Much of the film’s success can also be credited to its cast. At the helm of the film is Ejiofor, a three-time Golden Globe nominee, who gives Solomon immense moral strength and emotional complexity. Lupita Nyong’o, making her American film debut, shines as Patsey, a young slave who suffers alongside Solomon. Michael Fassbender, who plays their sinister owner Edwin Epps, gives a chilling performance and strengthens those of Nyong’o and Ejiofor. With his complete lack of humanity,Fassbender’s Epps builds the audience’s compassion for Solomon and Patsey.

The rest of the supporting cast is packed with famous faces, from Brad Pitt — who also produced the film — to Benedict Cumberbatch and even, briefly, Paul Giamatti.  All give excellent performances, but are outshined by Ejiofor, Nyong’o and Fassbender.
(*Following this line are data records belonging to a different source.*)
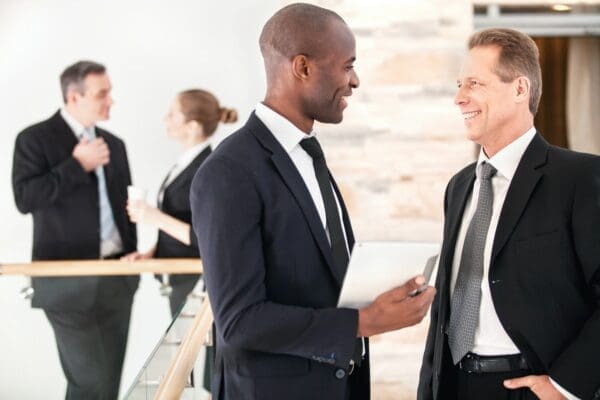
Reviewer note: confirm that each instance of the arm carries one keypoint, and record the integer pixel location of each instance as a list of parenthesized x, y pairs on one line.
[(36, 184), (227, 216), (143, 213), (573, 370), (573, 374)]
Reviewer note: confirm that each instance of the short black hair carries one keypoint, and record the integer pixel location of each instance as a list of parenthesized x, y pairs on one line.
[(75, 74)]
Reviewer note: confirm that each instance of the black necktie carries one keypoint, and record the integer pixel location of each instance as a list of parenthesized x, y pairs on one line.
[(332, 216)]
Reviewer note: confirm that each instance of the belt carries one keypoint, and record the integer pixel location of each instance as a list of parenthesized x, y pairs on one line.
[(473, 363)]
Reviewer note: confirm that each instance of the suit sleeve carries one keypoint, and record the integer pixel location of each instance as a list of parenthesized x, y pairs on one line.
[(575, 369), (132, 231), (227, 215), (36, 184)]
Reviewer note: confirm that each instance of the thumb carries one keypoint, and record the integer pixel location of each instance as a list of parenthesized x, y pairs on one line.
[(402, 292)]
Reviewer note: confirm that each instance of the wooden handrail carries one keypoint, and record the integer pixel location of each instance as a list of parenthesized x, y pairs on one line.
[(103, 267), (174, 381)]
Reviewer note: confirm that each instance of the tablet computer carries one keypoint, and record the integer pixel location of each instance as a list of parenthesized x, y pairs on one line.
[(378, 266)]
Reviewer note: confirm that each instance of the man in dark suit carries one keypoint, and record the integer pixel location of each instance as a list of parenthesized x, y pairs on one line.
[(517, 312), (72, 177), (274, 233)]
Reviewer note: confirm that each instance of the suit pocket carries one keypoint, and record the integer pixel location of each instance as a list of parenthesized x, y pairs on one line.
[(272, 365)]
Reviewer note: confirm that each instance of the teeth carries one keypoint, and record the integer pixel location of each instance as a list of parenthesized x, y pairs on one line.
[(472, 114)]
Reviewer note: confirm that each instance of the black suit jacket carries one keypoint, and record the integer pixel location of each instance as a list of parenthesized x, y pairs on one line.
[(271, 277), (176, 203), (544, 271), (64, 202)]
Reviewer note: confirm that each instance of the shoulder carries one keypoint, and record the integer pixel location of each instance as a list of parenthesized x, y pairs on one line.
[(572, 165), (38, 129)]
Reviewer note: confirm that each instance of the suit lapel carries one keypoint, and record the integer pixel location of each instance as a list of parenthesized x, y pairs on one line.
[(345, 216), (292, 179), (458, 195), (63, 132), (523, 183)]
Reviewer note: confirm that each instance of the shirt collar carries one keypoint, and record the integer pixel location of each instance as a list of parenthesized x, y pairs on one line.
[(507, 160), (77, 128), (286, 133), (188, 156)]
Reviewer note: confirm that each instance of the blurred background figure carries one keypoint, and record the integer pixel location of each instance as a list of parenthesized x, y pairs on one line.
[(72, 177), (193, 117)]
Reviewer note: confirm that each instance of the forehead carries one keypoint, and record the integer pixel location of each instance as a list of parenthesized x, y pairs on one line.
[(480, 61), (97, 82)]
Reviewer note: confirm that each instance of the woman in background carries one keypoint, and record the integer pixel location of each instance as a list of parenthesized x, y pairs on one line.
[(192, 119)]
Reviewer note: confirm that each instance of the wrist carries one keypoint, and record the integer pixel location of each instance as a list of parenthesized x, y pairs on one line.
[(363, 329)]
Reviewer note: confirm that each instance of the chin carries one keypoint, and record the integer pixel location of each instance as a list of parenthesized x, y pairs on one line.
[(331, 119)]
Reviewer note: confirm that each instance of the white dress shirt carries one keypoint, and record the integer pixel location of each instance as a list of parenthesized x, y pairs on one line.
[(182, 163), (491, 337), (110, 239), (289, 136)]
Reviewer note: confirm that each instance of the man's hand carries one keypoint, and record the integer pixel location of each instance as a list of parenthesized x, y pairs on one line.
[(91, 155), (395, 309), (540, 385)]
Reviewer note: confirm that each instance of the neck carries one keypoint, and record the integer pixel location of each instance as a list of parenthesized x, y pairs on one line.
[(510, 133), (281, 105), (73, 112)]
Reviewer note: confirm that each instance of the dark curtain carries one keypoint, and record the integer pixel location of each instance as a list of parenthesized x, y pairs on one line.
[(551, 118)]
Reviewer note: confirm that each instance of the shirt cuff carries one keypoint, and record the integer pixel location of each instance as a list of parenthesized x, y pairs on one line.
[(563, 391)]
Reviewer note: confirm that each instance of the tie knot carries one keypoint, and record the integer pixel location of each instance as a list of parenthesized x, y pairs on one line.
[(312, 147), (487, 171), (88, 133)]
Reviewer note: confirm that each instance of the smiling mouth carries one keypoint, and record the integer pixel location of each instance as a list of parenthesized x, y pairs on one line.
[(471, 114)]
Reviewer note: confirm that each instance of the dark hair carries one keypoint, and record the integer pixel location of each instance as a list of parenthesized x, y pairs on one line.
[(519, 56), (74, 75), (203, 107)]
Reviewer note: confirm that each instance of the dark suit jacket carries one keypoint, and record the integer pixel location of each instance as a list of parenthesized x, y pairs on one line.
[(63, 199), (544, 271), (176, 203), (271, 277)]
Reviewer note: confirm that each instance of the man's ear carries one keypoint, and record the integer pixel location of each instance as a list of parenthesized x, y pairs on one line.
[(73, 95), (522, 89), (301, 67)]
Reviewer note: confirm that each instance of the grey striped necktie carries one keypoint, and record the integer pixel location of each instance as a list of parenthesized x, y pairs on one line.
[(466, 299)]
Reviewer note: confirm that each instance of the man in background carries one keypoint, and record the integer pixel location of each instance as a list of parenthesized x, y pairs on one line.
[(72, 176), (517, 315)]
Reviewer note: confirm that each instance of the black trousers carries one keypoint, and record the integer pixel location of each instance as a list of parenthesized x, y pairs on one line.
[(461, 385), (91, 346)]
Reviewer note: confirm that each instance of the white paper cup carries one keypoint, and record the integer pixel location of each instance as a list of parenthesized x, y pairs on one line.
[(136, 193)]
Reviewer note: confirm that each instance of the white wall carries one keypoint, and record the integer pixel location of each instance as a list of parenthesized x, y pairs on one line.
[(152, 49)]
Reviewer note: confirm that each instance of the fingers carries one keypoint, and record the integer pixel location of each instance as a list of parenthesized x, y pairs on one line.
[(402, 292), (516, 383)]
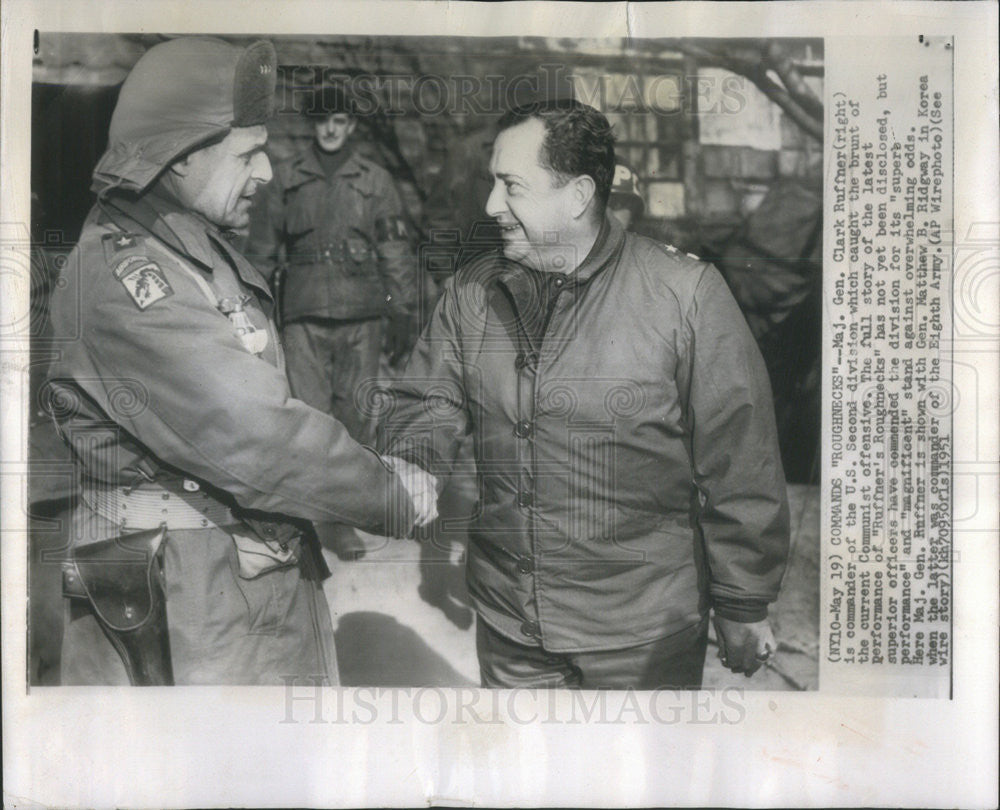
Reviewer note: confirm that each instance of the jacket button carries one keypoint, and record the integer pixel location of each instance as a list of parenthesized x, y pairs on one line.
[(522, 429)]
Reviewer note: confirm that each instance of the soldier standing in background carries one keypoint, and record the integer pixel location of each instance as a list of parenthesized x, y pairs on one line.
[(335, 222)]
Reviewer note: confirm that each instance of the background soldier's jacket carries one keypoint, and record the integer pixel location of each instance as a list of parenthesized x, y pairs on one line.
[(170, 374), (344, 240), (629, 467)]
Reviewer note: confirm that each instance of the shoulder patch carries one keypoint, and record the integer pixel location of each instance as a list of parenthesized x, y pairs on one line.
[(389, 229), (143, 280)]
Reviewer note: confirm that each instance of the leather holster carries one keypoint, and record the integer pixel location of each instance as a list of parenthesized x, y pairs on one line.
[(121, 579)]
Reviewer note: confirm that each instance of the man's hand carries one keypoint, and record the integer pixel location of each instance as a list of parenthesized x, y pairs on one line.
[(744, 646), (401, 334), (420, 485)]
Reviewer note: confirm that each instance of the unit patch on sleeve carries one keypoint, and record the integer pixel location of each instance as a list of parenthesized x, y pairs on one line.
[(390, 229), (144, 280)]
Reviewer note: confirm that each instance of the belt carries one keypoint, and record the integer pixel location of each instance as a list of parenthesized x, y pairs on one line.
[(152, 506)]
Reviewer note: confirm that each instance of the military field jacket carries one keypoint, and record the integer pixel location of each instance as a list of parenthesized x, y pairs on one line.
[(343, 240)]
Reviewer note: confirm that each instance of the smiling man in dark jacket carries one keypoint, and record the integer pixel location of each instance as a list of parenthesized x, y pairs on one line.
[(623, 430)]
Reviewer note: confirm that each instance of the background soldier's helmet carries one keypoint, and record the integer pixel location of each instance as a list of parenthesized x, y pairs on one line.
[(625, 190), (328, 98), (182, 94)]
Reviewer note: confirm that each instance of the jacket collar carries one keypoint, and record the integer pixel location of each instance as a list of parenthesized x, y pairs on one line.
[(529, 291)]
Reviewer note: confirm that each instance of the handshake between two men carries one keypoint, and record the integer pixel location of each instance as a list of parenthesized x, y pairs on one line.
[(420, 485)]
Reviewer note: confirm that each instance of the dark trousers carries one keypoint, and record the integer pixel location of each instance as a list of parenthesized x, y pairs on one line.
[(331, 366), (673, 662)]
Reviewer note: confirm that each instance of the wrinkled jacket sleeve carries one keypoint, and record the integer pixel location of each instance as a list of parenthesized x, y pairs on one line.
[(397, 262), (734, 449), (426, 407), (222, 415), (265, 242)]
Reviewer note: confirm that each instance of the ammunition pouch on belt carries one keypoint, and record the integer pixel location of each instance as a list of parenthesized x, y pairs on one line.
[(121, 579)]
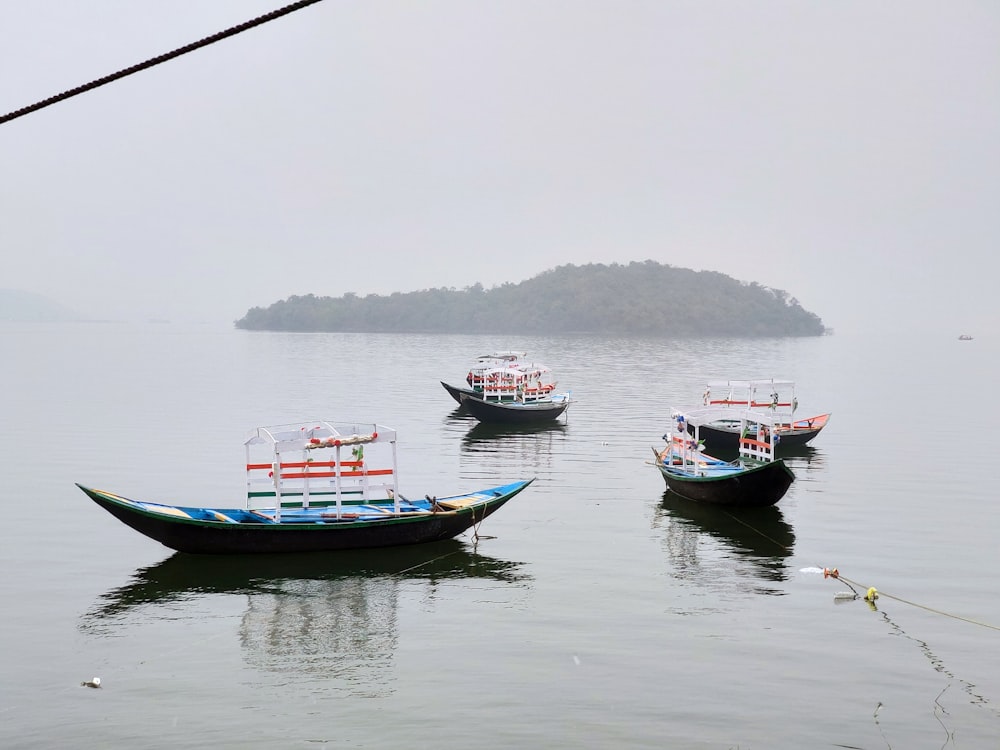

At this moment, a tremendous amount of Oscar buzz surrounds 12 Years a Slave, and nearly all of it is well deserved. In his direction, Steve McQueen opts to document slavery rather than dramatize it. He takes a risk in discomforting audiences, and it is one that pays off. In addition to McQueen’s direction, the cast has no weak link, and its strengths are formidable. The screenplay is solid with moving dialogue. All of these elements combine into just over two hours of film that feel real. And it’s the tangibility of the characters, the surroundings and the pain that makes 12 Years a Slave a must see.